RELATED APPLICATIONS

This application claims the benefit of U.S. Provisional Application No. 62/048,573, filed Sep. 10, 2014, which is herein incorporated by reference in its entirety for all purposes.

STATEMENT OF GOVERNMENT INTEREST

This invention was made with United States Government support under Contract No. D11PC20154 awarded by the United States Department of the Interior. The United States Government has certain rights in this invention.

FIELD OF THE INVENTION

The present invention relates to the processing of data, and more particularly to analysis of scientific and patent literature metadata and text for assessing technical emergence.

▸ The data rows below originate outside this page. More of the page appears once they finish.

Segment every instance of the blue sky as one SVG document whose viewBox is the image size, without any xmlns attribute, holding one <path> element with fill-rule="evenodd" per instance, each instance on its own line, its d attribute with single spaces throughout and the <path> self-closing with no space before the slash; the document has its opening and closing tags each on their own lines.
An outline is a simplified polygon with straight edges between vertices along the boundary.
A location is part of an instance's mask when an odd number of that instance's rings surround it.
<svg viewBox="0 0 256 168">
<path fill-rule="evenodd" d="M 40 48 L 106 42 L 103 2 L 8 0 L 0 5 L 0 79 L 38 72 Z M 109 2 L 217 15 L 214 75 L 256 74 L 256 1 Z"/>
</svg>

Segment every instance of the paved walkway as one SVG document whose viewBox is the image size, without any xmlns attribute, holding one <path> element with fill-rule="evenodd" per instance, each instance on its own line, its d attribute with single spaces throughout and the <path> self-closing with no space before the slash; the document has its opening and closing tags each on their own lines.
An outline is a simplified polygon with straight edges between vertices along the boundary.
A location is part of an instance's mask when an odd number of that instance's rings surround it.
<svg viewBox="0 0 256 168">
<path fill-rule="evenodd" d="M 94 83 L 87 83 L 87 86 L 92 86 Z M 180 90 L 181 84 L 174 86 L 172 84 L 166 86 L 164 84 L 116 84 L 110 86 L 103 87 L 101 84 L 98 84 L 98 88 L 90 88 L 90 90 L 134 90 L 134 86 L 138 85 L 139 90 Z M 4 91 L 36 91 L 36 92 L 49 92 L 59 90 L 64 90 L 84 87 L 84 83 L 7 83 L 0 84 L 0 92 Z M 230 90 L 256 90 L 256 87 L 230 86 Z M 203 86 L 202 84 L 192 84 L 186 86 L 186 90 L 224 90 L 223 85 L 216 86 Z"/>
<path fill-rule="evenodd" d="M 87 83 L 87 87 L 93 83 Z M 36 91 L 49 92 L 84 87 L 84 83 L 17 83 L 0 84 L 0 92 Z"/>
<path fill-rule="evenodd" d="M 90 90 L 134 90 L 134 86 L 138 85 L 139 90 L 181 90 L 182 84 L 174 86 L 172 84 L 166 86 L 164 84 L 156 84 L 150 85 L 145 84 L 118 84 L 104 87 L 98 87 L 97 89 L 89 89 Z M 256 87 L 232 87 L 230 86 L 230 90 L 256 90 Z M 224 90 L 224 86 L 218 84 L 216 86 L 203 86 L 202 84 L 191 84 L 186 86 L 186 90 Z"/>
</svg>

BACKGROUND OF THE INVENTION

The ability to predict emergence of new ideas, trends, and topics has broad implications for many different stakeholders, including scientists deciding which subjects of research to pursue, government agencies deciding which programs to support, companies choosing where resources should be focused, investors selecting which technologies to fund, and intelligence analysts monitoring where the most interesting technologies are being developed.

Predictions of this nature are generally made by “experts” and other analysts having skill and knowledge in various fields, based on their review of available data, including publically available documents such as patents and technical papers. However, predictions made in this way can be inherently unreliable, due to gaps in the knowledge of such analysts, limits to the quantity of information that an analyst can reasonably review, and any predispositions that an analyst may have based on individual experience and interests.

Once a trend or topic of interest has been identified, automated tools are available that can be used to search for relevant information. The prior art discloses a number of methods for analyzing documents, including patents as well as technical and/or scientific literature, so as to retrieve information regarding topics/technologies of interest.

U.S. Pat. No. 6,151,600, for example, teaches that information may be appraised electronically. According to this approach, electronic data is stored on a data server, requests for information are sent to this data server based on search criteria, and matching results are returned. This system also includes a metering server that enables the retrieval of data from the electronic database.

In another approach, U.S. Pat. No. 7,668,885 teaches that data may be compiled into a computer-based adaptive knowledge system for immediate use in analysis. The knowledge system is created by modifying, individualizing, and prioritizing a database according to third-party metadata, personality, and preference characterization. The system thereby compiles data of interest to the user, categorizes the data, and organizes the data into selectable infrastructures.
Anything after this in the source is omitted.